How can I determine a valid OID to use to extend an X.509-compliant digital signature?

StackOverflow https://stackoverflow.com/questions/3689739

  •  02-10-2019
  •  | 
  •  

Question

I need an OID to use to add a custom extension (already ASN1.encoded) to an X.509v3/PKCS#7 digital signature. I don't care if it's interoperable; this is a private proprietary application (actually, a research project). Right now I actually don't even care if it's an OID that's in use in some proprietary application, although obviously I couldn't use that OID for long.
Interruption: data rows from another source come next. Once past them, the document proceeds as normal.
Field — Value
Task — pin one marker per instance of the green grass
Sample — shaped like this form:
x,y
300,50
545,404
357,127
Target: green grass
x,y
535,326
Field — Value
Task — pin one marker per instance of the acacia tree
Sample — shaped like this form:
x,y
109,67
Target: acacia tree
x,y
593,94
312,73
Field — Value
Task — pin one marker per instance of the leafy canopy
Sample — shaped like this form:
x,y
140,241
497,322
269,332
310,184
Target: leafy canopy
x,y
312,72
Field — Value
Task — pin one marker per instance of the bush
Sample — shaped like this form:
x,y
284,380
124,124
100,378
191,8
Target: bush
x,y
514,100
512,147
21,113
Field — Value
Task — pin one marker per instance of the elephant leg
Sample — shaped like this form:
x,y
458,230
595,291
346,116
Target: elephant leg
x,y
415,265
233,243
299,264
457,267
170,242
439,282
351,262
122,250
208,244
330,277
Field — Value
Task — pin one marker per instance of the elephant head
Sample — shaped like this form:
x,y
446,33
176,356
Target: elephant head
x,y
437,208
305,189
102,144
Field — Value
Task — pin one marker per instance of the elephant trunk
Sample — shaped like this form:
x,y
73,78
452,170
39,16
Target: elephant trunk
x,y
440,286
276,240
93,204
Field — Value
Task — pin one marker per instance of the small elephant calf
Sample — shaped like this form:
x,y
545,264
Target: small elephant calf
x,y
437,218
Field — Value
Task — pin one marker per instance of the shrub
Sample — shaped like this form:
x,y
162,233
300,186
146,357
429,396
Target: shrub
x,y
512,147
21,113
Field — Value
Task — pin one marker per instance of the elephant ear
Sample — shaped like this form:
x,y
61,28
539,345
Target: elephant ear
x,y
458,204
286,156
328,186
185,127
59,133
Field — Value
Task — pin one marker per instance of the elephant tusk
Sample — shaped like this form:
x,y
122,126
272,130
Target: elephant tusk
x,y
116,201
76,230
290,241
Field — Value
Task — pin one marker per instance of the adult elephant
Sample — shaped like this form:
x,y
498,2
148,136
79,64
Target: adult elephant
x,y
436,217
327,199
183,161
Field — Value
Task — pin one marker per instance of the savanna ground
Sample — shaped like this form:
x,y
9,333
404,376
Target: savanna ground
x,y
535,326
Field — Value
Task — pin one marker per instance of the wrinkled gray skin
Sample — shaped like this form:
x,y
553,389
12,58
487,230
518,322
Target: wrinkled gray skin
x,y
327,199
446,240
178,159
Currently I've been using 1.2.3.4.5, which is in the test code for the crypto library I'm using (cryptlib). However, signature creation is crashing and I don't know if this might be why. I do know that the library rejects at least some invalid OID's when checking inputs.

Was it helpful?

Solution

I suspect that the problem is that you are not correctly encoding the OID you are using as an ASN.1 OBJECT ID object. I know of Cryptlib but haven't used it so I can't be sure why it's crashing, but I suspect that the reason will be invalid coding rather than just choosing an inappropriate OID value. I doubt that Cryptlib attaches any significance to the OID value you supply (unless, possibly, you supply the OID for a known certificate extenssion such as "basic constraints" with an unexpected value).

I notice from http://www.imc.org/ietf-pkix/pkix-oid.asn that PKIX defines an OID range for testing, and I expect that you will confuse no-one if you (ab)use an oid in that range for your own (internal, unofficial) testing. The testing OIDs are anything starting with 1.3.6.1.5.5.7.13.

I'm a bit concerned by your talk of "an X.509v3/PKCS#7 digital signature" ... X.509 and PKCS#7 are really quite different. I gather from your talk of a custom "Extension" that it's an X.509v3 certificate you're trying to create, not a PKCS#7 signature ... is that correct?

OTHER TIPS

You can request an "official" private OID here and be safe about collisions in future.

In addition to the (correct) answers by @dajames and @Ken Johnson, you could also use a UUID based OID, if you don't want/need to register a PEN OID (although PEN is probably better in the long run).